Oysterband I’ve always peered at lacking a pearly shine, but they interpret New Order. I wish Spot had Lido by Faith Healers, on Stereolab’s feisty Too Pure that in the heyday of “alt-rock” boasted fine signees. Pere Ubu’d been at it (as had Devo) in Ohio from the daze of Ten Men Mop almost; this dizzy roar captures them well into their impressive marathon sprint as innovators. And Catherine Wheel merits pride of place for panoramic soundscapes drawing on shoegaze but never staring at their feet.
After Galaxie 500, their rhythm section of Damon + Naomi sustained a skittery pastoral hangover of longing and flanging. Bristol’s FSA strolls to “rural psychedelia.” Arab Strap follows Scots Belle into morose swirl, as bagpipes intensify their 2 AM after last call angst. Gravenhurst drones where Velvet Underground twists Kinks, who introduced a ‘66 sitar before the Beatles had released “Norwegian Wood.” Tim Presley’s artwork on Silverlake’s Darker My Love 2 hints at Revolver. My late wife thought that Tim’s White Fence piggybacks Traveling Wilburys. I sure hear George.
While Boston’s Abunai! never lived up (weak vox plagues many a callow heir) to their admirable slogan “Fairport meets Hawkwind,” a decent 2001 try at Child Ballad #74 shows the endurance of the buzz-cut. Trimdon Grange Explosion’s 2018 to-date sole recording I applaud as the most promising conjuring lately of this venerable ambiance.

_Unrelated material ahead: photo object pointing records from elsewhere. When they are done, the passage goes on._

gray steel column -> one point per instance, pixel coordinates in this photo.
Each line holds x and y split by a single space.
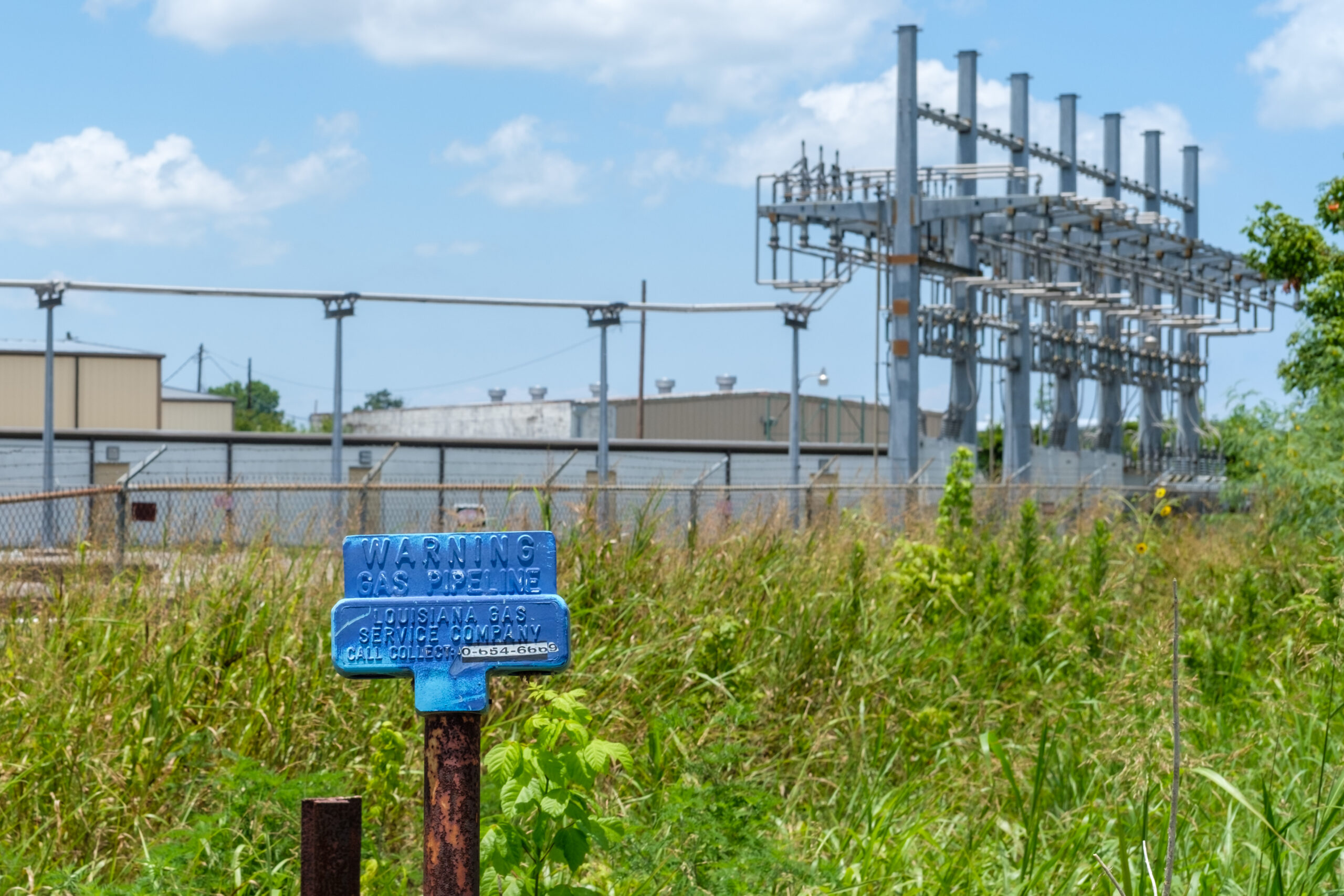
1065 426
795 437
1112 430
1190 188
904 422
1190 416
338 424
49 430
963 404
1151 413
1018 379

Drafting this with That Darn’d Cat on my lap, I’d scanned (over leftovers c/o Son #1 and spouse; house-arrest feline bonkers over aroma of their kitchen’s secret sauce gracing my quotidian spinach rice) in April’s Mojo (I subscribe via Libby from a grown-up instantiation of my library digitally) a blurb on a “bombastic” (e.g., inheriting Steeleye circa Ten Man Mop or Mr Reservoir Butler Rides Again) Edinburgh-Sheffield combo The Magpie Arc. Promisingly monikered. Compared to over-the-bar (ha) vintage efforts from a sepia ‘71 SS settee. I’d demur (crow-?) Mags’ four paralleled RT’s stretch—he’d long relocated to Santa Monica. Pacific calm might’ve mellowed his mien—under Mitchell Froom. (His 80s/90s studio sheen boosted such as Los Lobos, Crowded House, and Bangles into El Lay FM KCRW-ish hip shelves.) Not to gainsay RT or most (skip MF’s ex, Suzanne Vega) MF “broke” on AoR charts, but RT seemed a slick (still thin) shadow a quarter of a century on. Aren’t we all, I now sigh.

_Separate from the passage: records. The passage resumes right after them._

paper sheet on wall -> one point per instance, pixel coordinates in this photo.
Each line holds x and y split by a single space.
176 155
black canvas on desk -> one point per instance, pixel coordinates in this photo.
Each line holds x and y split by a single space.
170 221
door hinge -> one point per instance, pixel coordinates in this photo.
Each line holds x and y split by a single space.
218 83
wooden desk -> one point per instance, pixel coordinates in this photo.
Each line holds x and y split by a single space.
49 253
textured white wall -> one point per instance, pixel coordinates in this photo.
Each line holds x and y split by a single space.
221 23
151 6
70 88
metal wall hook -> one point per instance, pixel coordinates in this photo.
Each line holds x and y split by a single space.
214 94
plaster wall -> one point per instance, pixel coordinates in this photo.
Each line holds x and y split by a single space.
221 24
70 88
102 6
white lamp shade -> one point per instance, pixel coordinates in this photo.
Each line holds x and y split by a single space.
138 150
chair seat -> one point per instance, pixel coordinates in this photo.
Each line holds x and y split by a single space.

This single from their forthcoming. Note who’s composing on flute and voice. Ian Anderson of Tull produced Steeleye’s Now We Are Six so it’s a Maddy reunion. And Mags' pedigree in Pete Frame attenuation hearkens back to Fairport “Tyger” aka “The Guv'ner” Hutchings. The quartet's Glamour in the Grey 2023 full-length sidles up from a sturdier denser buzzier foundation than their RT-Froom-ish The First Three EP’s. Their male lead imitates either Levon Helm or RT; as both singers obviously indebted to dour Bob Dylan (I’d rather hear him done by Byrds or Fairport than His Bobness), it’s a predictable tick; I hope that Nancy Kerr’s harmony may lift her Mags over this monolithic bardic pose; 2026 Brits no less than buskers in 1956 Greenwich Village can’t inhabit Appalachian souls. But if actors aspire towards crafty illusion so can we who strut or pluck, even hapless me strumming a dulcimer or thumping bass.




















Great piece, John. So much there and so many memories. I'm saving the post to re-read. And I'm going to advocate for the Oysterband. Later stuff is decent but veering at times towards MOR. Early work is country dancing folkie. The middle (starting from Step Outside and then Wide Blue Yonder albums) is angry, vigorous and political.
Thanks, Sharon: I only can weigh in on Oysters around their Cooking Vinyl period in the late 80d/early 90s when perhaps they were caught up in that “college radio” alternative wave along with the Pogues and Billy Bragg. I will revisit them as it’s been a few decades!